Scripting in Unix


Declaring and Using Variables

Set a variable by setting <variable> = <value>. Display or access the variable by using a $ sign, ie. $<variable>. K-Shell and Bash allow arrays. Arrays are defined by setting values into the indices of the array, ie. <array>[<subscript>]=<value>. In K-Shell set array elements as set -A <variable> <value1> <value2> ... <valuen>. In Bash sets array values as <variable>=(<value1> ... <valuen>). Access array values as ${<variable>[<subscript>]}. Also all items in an array can be accessed as ${<variable>[*]} or ${<variable>[@]}. Variables can also be declared as read only by setting the variable and then specifying the variable as being read only, ie. <variable>=<value>; readonly <variable>. Variables can be unset (removed) using the unset <variable> command. Note that simply setting a variable to a null value does not actually remove the variable, ie. <variable>= simply sets the value to null without removing the local variable. Note that a local variable is only available to the current shell (process). By exporting local variables, ie. <variable>=<value>; export <variable>, the local variable will be declared into the environment and thus be available to the current process (shell) and all child processes (shells). For instance, the PATH variable would be set and then exported. In K-Shell and Bash variables are exported as export <variable>=<value>.

Built-In Variables

Substitution

Pattern Matching

Wildcards can be used to match multiple filenames, ie. command prefix.* will execute command on all files named based on prefix.*. Wildcards can be placed anywhere within a filename match string, as a prefix or a suffix. The * character will find multiple characters and the ? character will match a single character. Note that matching with Unix is case sensitive. Exact characters can be matched and even ranges of characters can be matched as in [0-9]. Matching can also be done as negation as in command [!<value>]*.

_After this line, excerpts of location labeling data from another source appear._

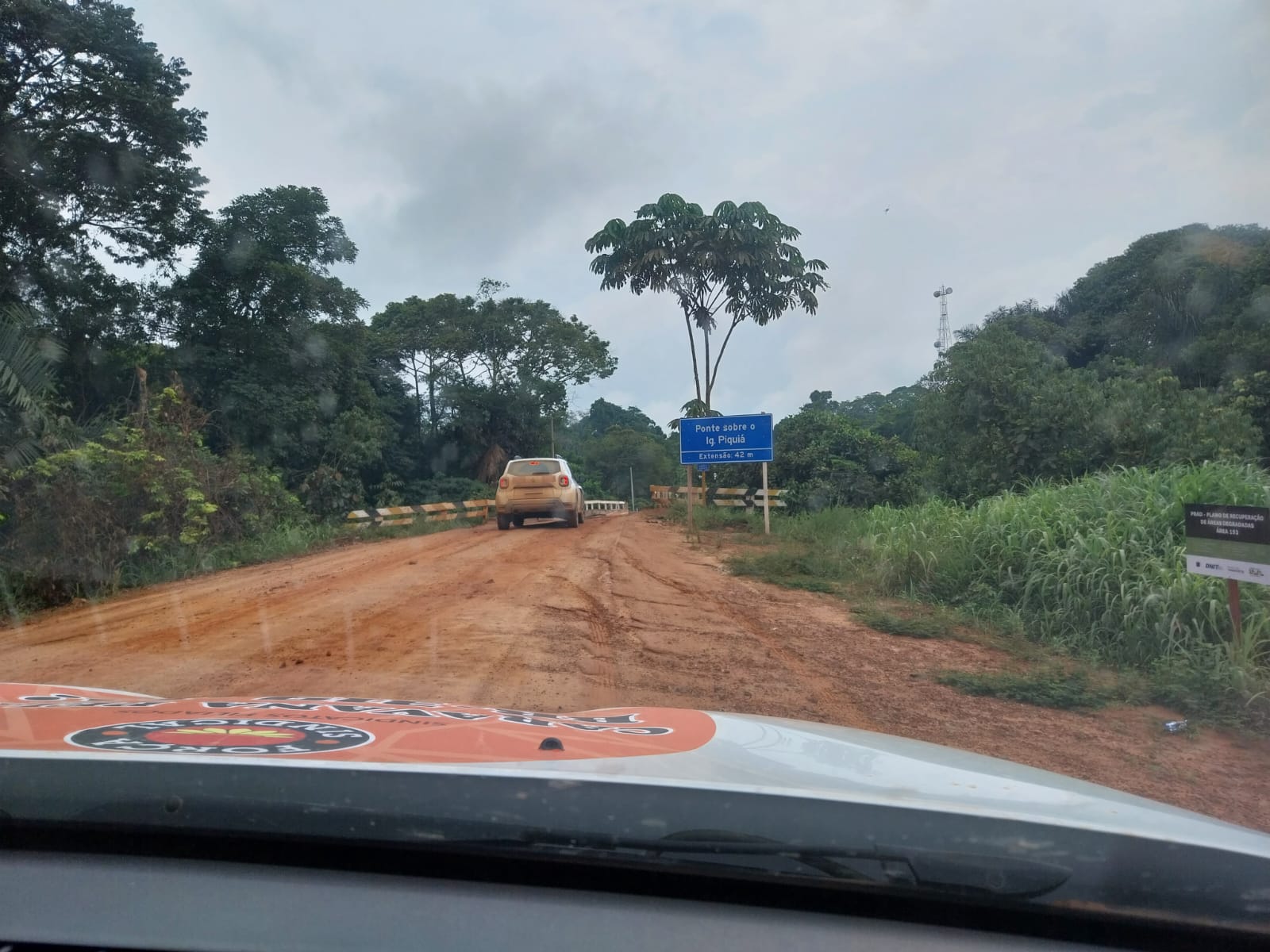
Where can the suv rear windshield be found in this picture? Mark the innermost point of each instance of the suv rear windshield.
(530, 467)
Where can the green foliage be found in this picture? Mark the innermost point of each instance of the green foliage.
(823, 459)
(1045, 689)
(25, 387)
(737, 260)
(1094, 568)
(912, 626)
(886, 414)
(487, 374)
(82, 520)
(97, 168)
(1005, 408)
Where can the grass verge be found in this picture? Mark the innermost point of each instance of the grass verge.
(1043, 689)
(1091, 569)
(912, 626)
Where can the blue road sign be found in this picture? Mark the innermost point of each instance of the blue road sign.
(725, 440)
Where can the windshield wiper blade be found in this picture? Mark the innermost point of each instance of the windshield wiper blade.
(973, 873)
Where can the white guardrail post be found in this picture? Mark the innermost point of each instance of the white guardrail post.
(429, 512)
(606, 505)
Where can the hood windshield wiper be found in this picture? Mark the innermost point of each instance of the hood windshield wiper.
(979, 873)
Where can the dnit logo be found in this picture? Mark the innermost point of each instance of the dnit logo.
(216, 735)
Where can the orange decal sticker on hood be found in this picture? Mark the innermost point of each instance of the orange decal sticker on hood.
(44, 717)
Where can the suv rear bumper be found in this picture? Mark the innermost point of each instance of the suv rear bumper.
(537, 507)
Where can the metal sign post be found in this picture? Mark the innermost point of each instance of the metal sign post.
(727, 440)
(768, 518)
(1230, 543)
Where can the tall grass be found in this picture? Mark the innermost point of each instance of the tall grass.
(1092, 566)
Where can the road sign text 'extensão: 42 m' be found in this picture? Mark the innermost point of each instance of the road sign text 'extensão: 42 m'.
(725, 440)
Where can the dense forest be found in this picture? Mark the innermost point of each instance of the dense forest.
(175, 378)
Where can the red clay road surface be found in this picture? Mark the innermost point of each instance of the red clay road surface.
(622, 611)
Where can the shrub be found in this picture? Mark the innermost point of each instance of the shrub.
(79, 520)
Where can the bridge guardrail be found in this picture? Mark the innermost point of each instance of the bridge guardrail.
(734, 497)
(431, 512)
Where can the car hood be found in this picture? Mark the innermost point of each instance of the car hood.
(668, 747)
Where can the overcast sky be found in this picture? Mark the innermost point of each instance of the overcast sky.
(1016, 144)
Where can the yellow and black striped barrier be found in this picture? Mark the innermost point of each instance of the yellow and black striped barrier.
(429, 512)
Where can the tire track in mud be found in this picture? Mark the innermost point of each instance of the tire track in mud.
(622, 611)
(751, 622)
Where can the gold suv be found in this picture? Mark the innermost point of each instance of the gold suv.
(540, 488)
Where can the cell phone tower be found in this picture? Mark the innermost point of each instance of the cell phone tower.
(945, 340)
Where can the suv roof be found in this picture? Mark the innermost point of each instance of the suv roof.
(560, 460)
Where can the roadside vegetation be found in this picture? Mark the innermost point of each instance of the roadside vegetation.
(1091, 569)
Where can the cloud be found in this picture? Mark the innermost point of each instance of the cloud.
(1014, 145)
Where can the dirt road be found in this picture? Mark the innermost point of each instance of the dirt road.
(620, 611)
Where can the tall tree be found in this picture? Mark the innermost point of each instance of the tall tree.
(737, 260)
(25, 386)
(268, 340)
(94, 165)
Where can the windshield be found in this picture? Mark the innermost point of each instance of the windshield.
(911, 367)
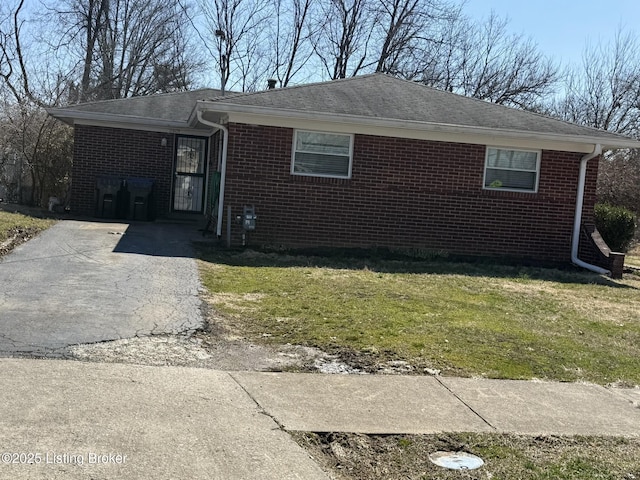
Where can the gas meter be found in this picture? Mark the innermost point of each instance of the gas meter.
(249, 217)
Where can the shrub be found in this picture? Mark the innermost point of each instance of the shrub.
(617, 225)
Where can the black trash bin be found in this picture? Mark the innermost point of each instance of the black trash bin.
(140, 198)
(108, 190)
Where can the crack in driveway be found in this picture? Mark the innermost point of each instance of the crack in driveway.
(91, 286)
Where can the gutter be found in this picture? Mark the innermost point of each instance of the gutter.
(607, 139)
(577, 222)
(223, 167)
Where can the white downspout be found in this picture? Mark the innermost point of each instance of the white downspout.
(577, 222)
(223, 167)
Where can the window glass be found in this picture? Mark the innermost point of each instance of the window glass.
(322, 154)
(512, 169)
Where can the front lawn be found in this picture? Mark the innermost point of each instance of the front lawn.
(461, 319)
(16, 228)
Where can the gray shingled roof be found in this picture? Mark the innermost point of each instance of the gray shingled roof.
(376, 96)
(384, 97)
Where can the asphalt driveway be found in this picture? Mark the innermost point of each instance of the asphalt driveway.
(87, 282)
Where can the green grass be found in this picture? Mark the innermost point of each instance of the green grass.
(464, 319)
(10, 223)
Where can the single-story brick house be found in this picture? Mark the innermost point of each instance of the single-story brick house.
(370, 161)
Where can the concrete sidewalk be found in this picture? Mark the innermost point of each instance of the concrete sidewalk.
(101, 421)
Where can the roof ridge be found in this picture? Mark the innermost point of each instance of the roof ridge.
(295, 87)
(530, 112)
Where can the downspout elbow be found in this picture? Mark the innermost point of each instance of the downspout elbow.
(223, 167)
(577, 221)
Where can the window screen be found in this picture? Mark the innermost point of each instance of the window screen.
(512, 169)
(322, 154)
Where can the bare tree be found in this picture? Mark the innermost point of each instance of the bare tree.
(236, 28)
(13, 69)
(39, 148)
(605, 92)
(405, 29)
(291, 38)
(344, 31)
(125, 47)
(483, 60)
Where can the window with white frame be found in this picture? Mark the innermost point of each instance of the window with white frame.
(321, 154)
(515, 170)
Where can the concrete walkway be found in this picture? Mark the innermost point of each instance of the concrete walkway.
(102, 421)
(87, 282)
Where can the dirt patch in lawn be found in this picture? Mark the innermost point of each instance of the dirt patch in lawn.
(368, 457)
(17, 236)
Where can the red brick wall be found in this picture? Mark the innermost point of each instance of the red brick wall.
(403, 193)
(120, 152)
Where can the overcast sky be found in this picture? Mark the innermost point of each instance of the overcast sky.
(561, 28)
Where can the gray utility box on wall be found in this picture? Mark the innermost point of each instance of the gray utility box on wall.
(249, 217)
(108, 191)
(140, 198)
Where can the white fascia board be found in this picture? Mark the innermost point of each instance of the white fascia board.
(124, 121)
(413, 129)
(144, 128)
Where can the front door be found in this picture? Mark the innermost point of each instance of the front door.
(190, 168)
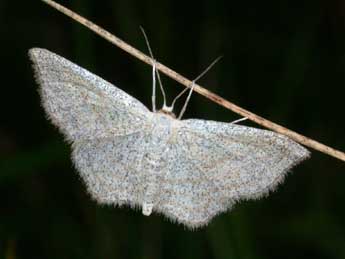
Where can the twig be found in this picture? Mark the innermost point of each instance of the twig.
(197, 88)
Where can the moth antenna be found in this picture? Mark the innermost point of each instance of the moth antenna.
(239, 120)
(154, 72)
(187, 100)
(192, 87)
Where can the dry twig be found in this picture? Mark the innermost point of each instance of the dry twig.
(197, 88)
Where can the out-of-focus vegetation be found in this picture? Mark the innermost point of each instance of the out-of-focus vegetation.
(284, 60)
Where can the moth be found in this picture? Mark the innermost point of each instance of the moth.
(189, 170)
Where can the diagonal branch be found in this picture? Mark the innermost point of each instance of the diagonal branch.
(197, 88)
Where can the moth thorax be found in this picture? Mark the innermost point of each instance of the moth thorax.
(167, 111)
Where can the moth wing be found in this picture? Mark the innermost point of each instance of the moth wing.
(215, 164)
(111, 168)
(81, 104)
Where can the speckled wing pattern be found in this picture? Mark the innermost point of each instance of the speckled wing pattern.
(189, 170)
(81, 104)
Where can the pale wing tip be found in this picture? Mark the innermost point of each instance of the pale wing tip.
(34, 53)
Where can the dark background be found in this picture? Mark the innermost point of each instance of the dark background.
(283, 60)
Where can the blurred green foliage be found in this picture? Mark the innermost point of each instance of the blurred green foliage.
(284, 60)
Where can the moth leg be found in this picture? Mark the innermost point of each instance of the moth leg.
(147, 209)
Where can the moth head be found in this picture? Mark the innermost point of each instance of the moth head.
(167, 110)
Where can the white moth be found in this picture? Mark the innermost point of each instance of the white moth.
(189, 170)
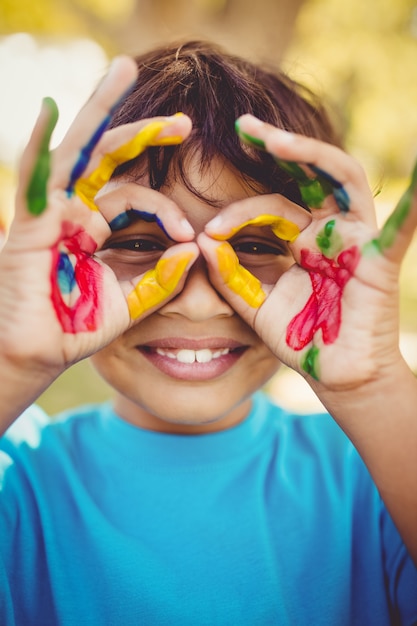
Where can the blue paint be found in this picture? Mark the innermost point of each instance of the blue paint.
(66, 276)
(86, 151)
(85, 155)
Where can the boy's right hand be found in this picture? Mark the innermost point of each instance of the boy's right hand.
(58, 302)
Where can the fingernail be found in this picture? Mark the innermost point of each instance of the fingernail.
(187, 228)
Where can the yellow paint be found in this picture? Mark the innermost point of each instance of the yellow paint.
(157, 284)
(238, 278)
(87, 188)
(281, 227)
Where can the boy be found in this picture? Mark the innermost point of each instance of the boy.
(189, 271)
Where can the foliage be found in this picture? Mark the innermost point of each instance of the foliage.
(363, 55)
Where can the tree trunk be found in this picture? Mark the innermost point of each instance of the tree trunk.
(257, 29)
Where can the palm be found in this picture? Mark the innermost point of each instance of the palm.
(65, 303)
(332, 316)
(58, 290)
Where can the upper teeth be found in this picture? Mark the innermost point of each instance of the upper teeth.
(190, 356)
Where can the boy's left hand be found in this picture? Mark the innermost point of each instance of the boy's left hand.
(330, 309)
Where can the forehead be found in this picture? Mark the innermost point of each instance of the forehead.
(208, 189)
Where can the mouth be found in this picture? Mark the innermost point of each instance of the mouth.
(191, 360)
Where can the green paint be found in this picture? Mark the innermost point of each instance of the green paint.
(329, 241)
(395, 221)
(310, 362)
(36, 193)
(313, 190)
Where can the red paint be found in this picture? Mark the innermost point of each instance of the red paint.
(84, 315)
(323, 308)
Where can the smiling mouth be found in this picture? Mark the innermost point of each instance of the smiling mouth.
(193, 363)
(185, 355)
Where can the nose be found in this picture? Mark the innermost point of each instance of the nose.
(198, 301)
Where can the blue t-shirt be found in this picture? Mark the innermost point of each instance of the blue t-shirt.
(274, 521)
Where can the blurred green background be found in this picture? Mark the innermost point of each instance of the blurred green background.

Substitution Based on Variable State

Command Substitution

Command substitution allows submission of the output of a command (STDOUT) into the input (STDIN) of another command. Command substitution is performed by placing the command between funky Unix quotes, ie. `command`. For instance, DATE=`date` will set the current system date into the variable DATE. Basically command substitution is the placing of the result of the execution of a command into a variable or into another process. Some examples are shown below.

Arithmetic Substitution

Arithmetic substitution allows the evaluation of an arithmetic expression from the command line prompt. Note that arithmetic substitution only works on K-Shell (/bin/ksh) and Bash (/bin/bash) using the syntax $((expression)). Allowed operators are /, *, -, + and () for precedence.

Quoting

Quoting in Unix is basically escaping of reserved characters or enclosing of strings of characters in quotes in order to prevent misinterpretation of a non-executable string of characters. A single reserved character is escaped using the backslash (\) character. Reserved shell characters are *, ?, [,] , ', ", \, $, ;, &, (, ), |, ^, <,> plus newline(\n), space and tab(\t) characters. Thus to print the string Me & you to STDOUT one would have to type Me \& you or "Me & you". Even though newlines are invisible, when typing in a command at the command line the \ character can be used to continue a command on the following line.

Where the backslash character can be used to escape (not interpret) single characters, enclosing a string with single quotes (') can disengage interpretation of all special characters within a whole string. What is your salary in $'s would become What is your salary in \$\'s \? using the backslash option or simply be enclosed in quotes, ie. 'What is your salary in $\'s ?'.

Using single quotes completely eliminates any interpretation of special characters within a string. However, use of double-quoted strings allows interpretation of a number of characters; most importantly the $ character to allow for access to variables and ` characters allowing command substitution.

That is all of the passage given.